It was not till towards evening that Tomek, the other son-in-law, under pressure of public opinion, declared himself willing to pay for the funeral.

On the third day, shortly before this was to take place, Tomek's wife made her appearance at Antek's cottage.

In the passage she almost came nose to nose with her sister, who was just taking a pail of dishwater out to the cowshed.

'Blessed be Jesus Christ,' she murmured, and kept her hand on the door-handle.

'Now: look at that... soul of a Judas!' Antkowa put the pail down hard. 'She's come to spy about here. Got rid of the old one somehow, didn't you? Hasn't he given everything to you... and you dare show yourself here, you trull! Have you come for the rest of the rags he left here, what?'

'I bought him a new sukmana at Whitsuntide, he can keep that on, of course, but I must have the sheepskin back, because it has been bought with money I have earned in the sweat of my brow,' Tomekowa replied calmly.

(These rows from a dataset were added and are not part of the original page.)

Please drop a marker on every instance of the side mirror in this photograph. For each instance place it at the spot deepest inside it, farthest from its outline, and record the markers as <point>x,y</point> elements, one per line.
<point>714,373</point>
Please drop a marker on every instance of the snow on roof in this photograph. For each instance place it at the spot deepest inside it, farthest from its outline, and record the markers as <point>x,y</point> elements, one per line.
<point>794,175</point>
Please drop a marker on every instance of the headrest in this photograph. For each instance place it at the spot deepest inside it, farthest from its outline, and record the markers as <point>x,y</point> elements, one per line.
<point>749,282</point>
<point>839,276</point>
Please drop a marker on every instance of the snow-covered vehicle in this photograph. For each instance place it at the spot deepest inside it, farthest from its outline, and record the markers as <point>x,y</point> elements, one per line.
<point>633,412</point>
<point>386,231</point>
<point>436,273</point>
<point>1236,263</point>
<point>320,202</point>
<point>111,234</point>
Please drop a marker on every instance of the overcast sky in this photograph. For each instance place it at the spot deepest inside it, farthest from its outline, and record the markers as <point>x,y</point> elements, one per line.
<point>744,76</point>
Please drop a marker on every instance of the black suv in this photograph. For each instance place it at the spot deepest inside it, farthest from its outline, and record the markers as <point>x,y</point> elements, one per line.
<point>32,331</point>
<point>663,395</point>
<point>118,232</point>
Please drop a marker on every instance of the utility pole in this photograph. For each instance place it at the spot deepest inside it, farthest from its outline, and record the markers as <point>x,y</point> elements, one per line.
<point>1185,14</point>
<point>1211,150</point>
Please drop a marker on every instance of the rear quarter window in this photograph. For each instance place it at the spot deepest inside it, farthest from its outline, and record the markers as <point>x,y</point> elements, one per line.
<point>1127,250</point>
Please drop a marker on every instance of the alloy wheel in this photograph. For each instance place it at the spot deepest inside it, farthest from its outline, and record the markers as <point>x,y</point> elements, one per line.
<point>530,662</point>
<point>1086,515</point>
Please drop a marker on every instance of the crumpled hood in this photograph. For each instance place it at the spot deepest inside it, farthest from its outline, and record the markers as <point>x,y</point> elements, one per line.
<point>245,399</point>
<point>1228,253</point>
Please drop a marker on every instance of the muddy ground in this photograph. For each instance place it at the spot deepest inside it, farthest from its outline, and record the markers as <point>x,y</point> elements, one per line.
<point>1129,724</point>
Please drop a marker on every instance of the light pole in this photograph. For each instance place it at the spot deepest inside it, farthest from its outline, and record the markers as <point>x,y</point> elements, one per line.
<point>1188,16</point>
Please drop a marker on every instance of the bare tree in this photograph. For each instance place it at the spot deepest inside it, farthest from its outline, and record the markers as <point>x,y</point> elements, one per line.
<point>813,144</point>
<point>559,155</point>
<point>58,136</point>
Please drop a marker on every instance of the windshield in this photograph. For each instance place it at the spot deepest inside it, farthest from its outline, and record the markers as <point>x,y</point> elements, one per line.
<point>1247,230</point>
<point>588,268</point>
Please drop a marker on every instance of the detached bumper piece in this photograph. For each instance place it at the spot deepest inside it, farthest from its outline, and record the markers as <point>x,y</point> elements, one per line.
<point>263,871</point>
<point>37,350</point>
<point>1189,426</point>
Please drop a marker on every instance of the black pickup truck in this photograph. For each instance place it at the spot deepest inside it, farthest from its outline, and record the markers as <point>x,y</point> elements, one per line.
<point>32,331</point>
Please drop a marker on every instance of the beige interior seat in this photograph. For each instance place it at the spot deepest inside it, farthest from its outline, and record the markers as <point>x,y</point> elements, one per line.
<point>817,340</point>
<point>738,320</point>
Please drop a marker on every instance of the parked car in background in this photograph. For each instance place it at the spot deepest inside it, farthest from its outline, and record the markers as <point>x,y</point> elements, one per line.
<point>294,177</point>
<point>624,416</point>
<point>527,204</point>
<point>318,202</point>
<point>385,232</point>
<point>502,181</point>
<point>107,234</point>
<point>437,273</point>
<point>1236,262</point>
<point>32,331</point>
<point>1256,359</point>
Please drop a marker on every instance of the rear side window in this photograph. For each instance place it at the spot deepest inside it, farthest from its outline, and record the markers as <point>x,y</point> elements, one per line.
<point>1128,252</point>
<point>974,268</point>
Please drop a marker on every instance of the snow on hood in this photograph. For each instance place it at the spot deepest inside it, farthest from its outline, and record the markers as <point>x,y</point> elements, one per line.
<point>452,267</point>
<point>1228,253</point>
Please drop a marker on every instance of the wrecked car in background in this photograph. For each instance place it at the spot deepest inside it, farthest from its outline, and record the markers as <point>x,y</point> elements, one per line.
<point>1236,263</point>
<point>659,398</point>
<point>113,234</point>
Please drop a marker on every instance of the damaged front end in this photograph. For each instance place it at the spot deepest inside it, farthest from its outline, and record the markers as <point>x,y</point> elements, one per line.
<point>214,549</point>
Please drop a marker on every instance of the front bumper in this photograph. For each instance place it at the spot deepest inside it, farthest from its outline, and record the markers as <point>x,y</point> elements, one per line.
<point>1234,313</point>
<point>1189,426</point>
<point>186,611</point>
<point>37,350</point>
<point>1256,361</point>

'Have it back, you mangy dog, have it back?' screamed Antkowa. 'I'll give it you, you'll see what you will have...' and she looked round for an object that would serve her purpose. 'Take it away? You dare! You have crawled to him and lickspittled till he became the idiot he was and made everything over to you and wronged me, and then...'

'Everybody knows that we bought the land from him, there are witnesses...'

'Bought it? Look at her! You mean to say you're not afraid to lie like that under God's living eyes? Bought it! Cheats, that's what you are, thieves, dogs! You stole the money from him first, and then.... Didn't you make him eat out of the pig-pail? Adam is a witness that he had to pick the potatoes out of the pig-pail, ha! You've let him sleep in the cowshed, because, you said, he stank so that you couldn't eat. Fifteen acres of land and a dower-life like that... for so much property! And
you've beaten him too, you swine, you monkey!'

'Hold your snout, or I'll shut it for you and make you remember, you sow, you trull!'

'Come on then, come on, you destitute creature!' 'I... destitute?'

'Yes, you! You would have rotted in a ditch, the vermin would have eaten you up, if Tomek hadn't married you.'

'I, destitute? Oh you carrion!' They sprang at each other, clutching at each other's hair; they fought in the narrow passage, screaming themselves hoarse all the time.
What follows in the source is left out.